В быстро пригасавшем зареве Куропавин не разглядел, когда, спустившись, Федор Пантелеевич очутился рядом с ним, что тот был подавлен и темен не от окалины и копоти — от безвестности: что там дома с Матреной Власьевной?.. Тогда же, в запрошлый день, после известия, принесенного Антипихой, она и подкосилась, слегла в одночасье при застолье.
Пожав руку горнового и не выпуская ее из своей, Куропавин сказал слова соболезнования, спросил:
— Как Матрена Власьевна? Женщины, — им труднее…
— Што уж, — сдавленно и поспешно ответил Федор Пантелеевич. — Слегла…

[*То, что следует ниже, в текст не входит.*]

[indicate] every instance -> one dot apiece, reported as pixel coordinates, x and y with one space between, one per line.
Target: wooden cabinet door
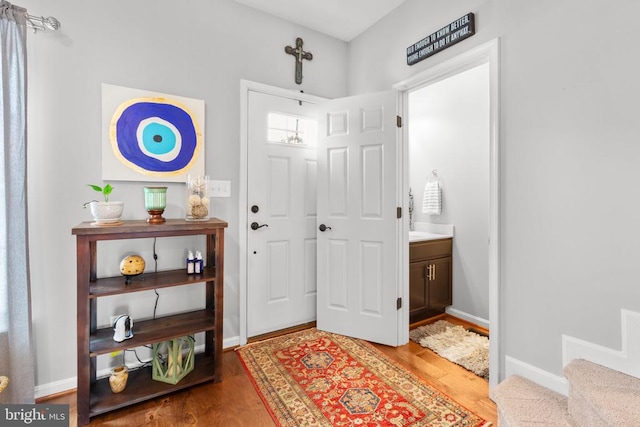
418 295
439 287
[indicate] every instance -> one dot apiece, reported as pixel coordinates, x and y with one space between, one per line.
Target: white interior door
358 268
281 203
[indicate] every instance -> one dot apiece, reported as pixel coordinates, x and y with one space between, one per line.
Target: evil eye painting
151 136
155 136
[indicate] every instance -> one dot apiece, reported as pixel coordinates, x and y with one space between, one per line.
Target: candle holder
155 201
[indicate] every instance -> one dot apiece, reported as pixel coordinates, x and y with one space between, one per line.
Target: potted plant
105 212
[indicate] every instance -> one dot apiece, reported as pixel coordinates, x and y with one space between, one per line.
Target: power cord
155 258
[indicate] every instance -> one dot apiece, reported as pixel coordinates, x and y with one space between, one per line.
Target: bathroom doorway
486 54
449 137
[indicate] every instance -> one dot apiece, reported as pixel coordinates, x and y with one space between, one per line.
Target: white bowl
106 212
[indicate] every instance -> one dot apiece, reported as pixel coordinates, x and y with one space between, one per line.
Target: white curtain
16 355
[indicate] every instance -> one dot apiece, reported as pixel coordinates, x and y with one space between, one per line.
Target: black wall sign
458 30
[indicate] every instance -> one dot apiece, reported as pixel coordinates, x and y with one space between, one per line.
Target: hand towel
432 199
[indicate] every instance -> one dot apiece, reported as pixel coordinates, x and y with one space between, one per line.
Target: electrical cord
155 258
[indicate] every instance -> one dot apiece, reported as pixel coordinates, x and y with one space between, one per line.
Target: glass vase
197 198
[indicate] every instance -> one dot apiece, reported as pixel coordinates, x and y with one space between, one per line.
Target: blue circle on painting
156 137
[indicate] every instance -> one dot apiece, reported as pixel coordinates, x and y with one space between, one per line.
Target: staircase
598 396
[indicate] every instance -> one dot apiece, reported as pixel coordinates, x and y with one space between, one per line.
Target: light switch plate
219 188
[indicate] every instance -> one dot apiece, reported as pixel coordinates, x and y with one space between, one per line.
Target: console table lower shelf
141 387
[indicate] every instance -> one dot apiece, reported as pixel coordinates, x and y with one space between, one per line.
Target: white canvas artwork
150 136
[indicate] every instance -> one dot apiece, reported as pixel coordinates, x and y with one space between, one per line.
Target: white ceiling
343 19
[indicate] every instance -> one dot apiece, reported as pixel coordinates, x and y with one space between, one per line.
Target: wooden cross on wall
299 54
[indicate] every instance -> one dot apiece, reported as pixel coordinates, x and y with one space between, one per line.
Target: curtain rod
42 23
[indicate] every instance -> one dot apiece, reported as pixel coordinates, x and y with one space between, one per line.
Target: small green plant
106 190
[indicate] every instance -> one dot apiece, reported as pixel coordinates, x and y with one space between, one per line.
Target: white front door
358 195
281 213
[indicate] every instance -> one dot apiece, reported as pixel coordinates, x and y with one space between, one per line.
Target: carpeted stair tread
602 396
523 403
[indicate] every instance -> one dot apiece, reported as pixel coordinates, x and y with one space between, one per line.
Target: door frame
486 53
247 86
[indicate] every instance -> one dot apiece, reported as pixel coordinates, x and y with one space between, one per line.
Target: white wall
570 211
449 132
199 49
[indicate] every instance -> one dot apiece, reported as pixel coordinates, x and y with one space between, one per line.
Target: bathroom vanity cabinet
430 284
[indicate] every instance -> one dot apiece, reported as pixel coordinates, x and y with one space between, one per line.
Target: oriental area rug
455 343
315 378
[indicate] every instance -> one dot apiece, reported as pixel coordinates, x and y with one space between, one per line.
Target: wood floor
234 401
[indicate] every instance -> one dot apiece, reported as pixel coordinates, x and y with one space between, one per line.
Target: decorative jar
118 378
197 198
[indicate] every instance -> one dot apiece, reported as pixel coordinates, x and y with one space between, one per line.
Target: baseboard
69 384
468 317
626 360
546 379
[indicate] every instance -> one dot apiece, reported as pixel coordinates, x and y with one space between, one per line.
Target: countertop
421 236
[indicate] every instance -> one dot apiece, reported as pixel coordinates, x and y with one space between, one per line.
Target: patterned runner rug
315 378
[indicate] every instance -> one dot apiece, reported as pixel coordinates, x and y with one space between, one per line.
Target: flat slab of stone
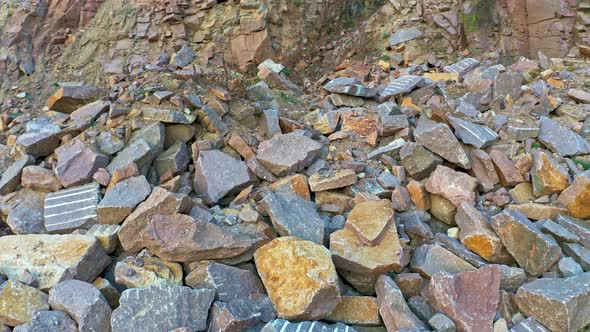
71 209
162 308
52 258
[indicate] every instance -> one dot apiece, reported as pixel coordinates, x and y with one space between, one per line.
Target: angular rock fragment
292 215
438 138
162 308
393 307
218 175
51 258
83 302
469 298
299 277
71 209
534 251
457 187
121 200
288 153
559 304
19 302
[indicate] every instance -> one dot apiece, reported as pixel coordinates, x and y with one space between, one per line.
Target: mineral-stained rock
160 201
471 133
200 240
299 277
120 200
559 304
145 271
281 325
11 178
576 197
470 298
418 161
288 153
369 220
328 181
18 303
430 259
39 178
72 208
351 253
356 310
292 215
51 258
162 308
477 234
533 251
57 321
561 140
457 187
218 175
547 176
76 163
83 302
438 138
393 307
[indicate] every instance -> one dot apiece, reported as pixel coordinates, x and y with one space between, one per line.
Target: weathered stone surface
477 234
356 310
83 302
332 180
469 298
299 277
438 138
547 176
200 240
57 321
18 303
430 259
160 201
11 178
288 153
393 307
576 198
72 208
292 215
457 187
561 140
418 161
559 304
218 175
145 271
534 251
162 308
473 134
51 258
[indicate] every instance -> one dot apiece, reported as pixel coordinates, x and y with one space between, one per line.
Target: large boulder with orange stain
299 277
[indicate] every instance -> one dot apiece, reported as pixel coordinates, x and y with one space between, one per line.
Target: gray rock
292 215
404 35
11 178
474 134
122 198
438 138
561 140
70 209
288 153
49 321
83 302
162 308
558 304
218 175
393 307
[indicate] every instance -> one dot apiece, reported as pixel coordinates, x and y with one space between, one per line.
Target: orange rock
299 277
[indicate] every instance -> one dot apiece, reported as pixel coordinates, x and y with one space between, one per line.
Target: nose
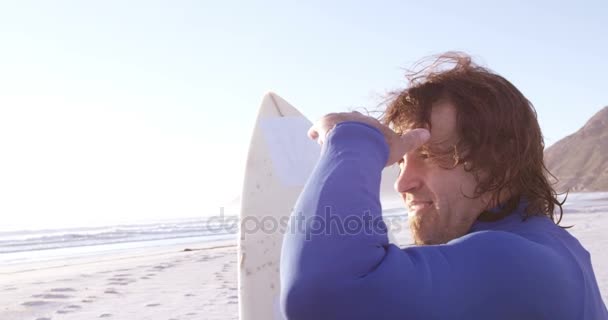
410 176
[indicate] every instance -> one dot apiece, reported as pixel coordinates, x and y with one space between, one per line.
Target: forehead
443 122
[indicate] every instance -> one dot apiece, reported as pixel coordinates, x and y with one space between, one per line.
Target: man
480 209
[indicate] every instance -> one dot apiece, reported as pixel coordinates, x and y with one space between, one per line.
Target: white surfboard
280 160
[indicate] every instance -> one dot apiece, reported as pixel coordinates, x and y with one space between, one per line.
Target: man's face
440 201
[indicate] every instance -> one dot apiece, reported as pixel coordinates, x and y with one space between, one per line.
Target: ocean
23 246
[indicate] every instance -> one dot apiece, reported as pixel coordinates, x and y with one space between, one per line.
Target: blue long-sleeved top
335 266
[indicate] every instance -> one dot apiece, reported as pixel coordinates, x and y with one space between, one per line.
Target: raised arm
337 263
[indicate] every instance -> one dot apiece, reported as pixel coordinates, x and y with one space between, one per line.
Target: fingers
312 133
414 138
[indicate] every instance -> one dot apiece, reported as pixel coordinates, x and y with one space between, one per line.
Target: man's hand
398 145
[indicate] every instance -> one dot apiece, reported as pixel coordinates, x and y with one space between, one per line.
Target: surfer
483 215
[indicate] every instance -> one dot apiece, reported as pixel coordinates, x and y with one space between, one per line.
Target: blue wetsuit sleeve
337 263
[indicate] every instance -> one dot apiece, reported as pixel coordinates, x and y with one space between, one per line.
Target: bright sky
113 110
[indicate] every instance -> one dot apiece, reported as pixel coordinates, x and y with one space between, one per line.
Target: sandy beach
169 283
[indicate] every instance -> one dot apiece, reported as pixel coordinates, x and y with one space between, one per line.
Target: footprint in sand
63 290
69 309
120 281
51 296
36 303
111 291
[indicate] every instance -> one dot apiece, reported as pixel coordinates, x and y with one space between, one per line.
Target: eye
424 155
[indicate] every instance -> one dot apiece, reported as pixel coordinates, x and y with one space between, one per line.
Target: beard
424 229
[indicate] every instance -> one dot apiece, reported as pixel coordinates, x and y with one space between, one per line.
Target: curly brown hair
499 140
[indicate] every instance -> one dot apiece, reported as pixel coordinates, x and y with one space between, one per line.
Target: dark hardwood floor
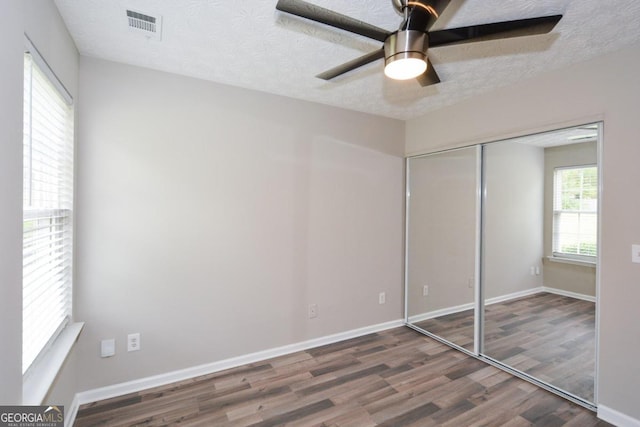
548 336
392 378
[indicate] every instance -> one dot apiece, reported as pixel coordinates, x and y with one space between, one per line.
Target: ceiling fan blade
352 65
494 31
334 19
429 77
425 13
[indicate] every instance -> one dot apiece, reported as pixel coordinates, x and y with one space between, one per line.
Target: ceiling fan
405 50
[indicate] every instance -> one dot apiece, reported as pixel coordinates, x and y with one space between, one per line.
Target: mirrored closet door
442 208
540 229
502 249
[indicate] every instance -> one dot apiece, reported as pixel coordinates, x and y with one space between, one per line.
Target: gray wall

И, морщась, недобро кривясь, отвернулся, пошел нетвердо к площадке.
— А врач? — прерывая тягостную сцену, спросил Куропавин Ненашева.

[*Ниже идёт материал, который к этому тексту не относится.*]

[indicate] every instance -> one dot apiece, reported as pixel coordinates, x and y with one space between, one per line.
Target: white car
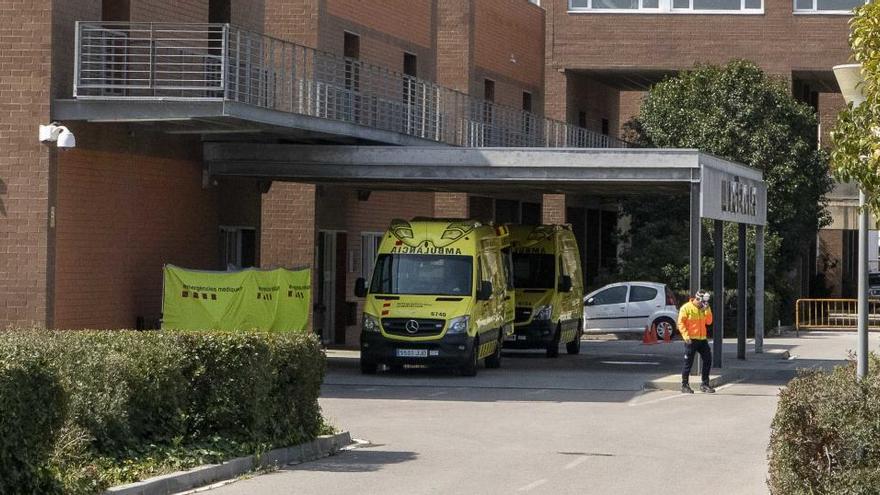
630 307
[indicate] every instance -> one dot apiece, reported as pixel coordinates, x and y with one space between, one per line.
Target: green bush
826 434
132 403
32 407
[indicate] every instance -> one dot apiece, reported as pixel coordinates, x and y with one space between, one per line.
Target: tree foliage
738 113
856 136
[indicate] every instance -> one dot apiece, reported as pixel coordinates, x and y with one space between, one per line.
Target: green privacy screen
268 300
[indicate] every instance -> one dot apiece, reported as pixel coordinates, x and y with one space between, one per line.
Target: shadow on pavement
360 460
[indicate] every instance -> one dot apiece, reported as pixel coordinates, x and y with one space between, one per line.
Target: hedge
826 434
83 410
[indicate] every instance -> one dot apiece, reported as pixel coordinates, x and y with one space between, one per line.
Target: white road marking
532 486
575 463
654 401
635 363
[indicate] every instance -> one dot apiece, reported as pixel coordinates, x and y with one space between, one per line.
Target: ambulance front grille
426 327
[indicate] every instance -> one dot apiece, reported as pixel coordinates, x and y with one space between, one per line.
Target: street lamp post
849 78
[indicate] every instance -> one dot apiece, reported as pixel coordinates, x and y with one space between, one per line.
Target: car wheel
574 347
553 347
368 367
494 361
663 325
469 368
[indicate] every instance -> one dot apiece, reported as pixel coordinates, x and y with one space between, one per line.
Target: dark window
115 10
614 295
219 11
506 211
351 45
422 274
489 90
640 293
410 65
531 214
534 271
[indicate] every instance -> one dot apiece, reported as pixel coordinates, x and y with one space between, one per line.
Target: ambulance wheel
663 325
469 368
553 347
574 347
494 361
368 368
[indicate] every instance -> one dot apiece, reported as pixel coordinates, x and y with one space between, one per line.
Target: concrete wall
25 164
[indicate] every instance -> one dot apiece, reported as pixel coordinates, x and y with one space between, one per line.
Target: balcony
201 66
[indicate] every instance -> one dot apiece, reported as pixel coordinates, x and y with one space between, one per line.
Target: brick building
84 232
601 56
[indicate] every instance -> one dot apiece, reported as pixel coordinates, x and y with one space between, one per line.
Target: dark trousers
695 346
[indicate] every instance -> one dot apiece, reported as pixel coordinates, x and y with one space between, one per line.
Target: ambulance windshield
534 271
422 274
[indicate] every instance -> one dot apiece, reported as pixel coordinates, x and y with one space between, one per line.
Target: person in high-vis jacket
692 320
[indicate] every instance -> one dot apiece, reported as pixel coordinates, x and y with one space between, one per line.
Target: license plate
412 353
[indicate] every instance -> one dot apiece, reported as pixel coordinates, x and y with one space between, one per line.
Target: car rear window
639 293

— Послали… Будем поддерживать.
…«Эмка» завернула на выезд, к заводским воротам, и слева открылся стенд, у которого они утром изучали свежевывешенный бюллетень, — Куропавин, лишь мельком взглянул туда, отметил: утрамбованная площадка под махрово-куржавелыми, повислыми ветвями деревьев была сбито запружена людьми.
Проснулся Андрей Макарычев в какой-то смутной и тягучей тревоге. С усилием раскрыл глаза, чувствуя, что не отдохнул, не снял в коротком, непрочном сне скопившуюся не за дни, за месяцы усталость. И непроницаемая, спрессованная тишина и непривычно белый свет, заполнявшие его холостяцкую комнату, как бы слились в мгновенном восприятии в одно целое, и он, сдернув рывком одеяло, спустил ноги на домашний, сотканный из разноцветных лоскутьев половик — подарок матери, — шагнул к окну. И непроизвольно ткнулся руками в раму: вокруг белым-бело, лег снег. Тополя и липы в парке горняков припорошены снегом, а стволы их казались угольной черноты, будто прихваченные шало гулявшим снегом. Снег, должно, высыпал перед утром, лежал нетронутым, — не успели проложить и первую тропку.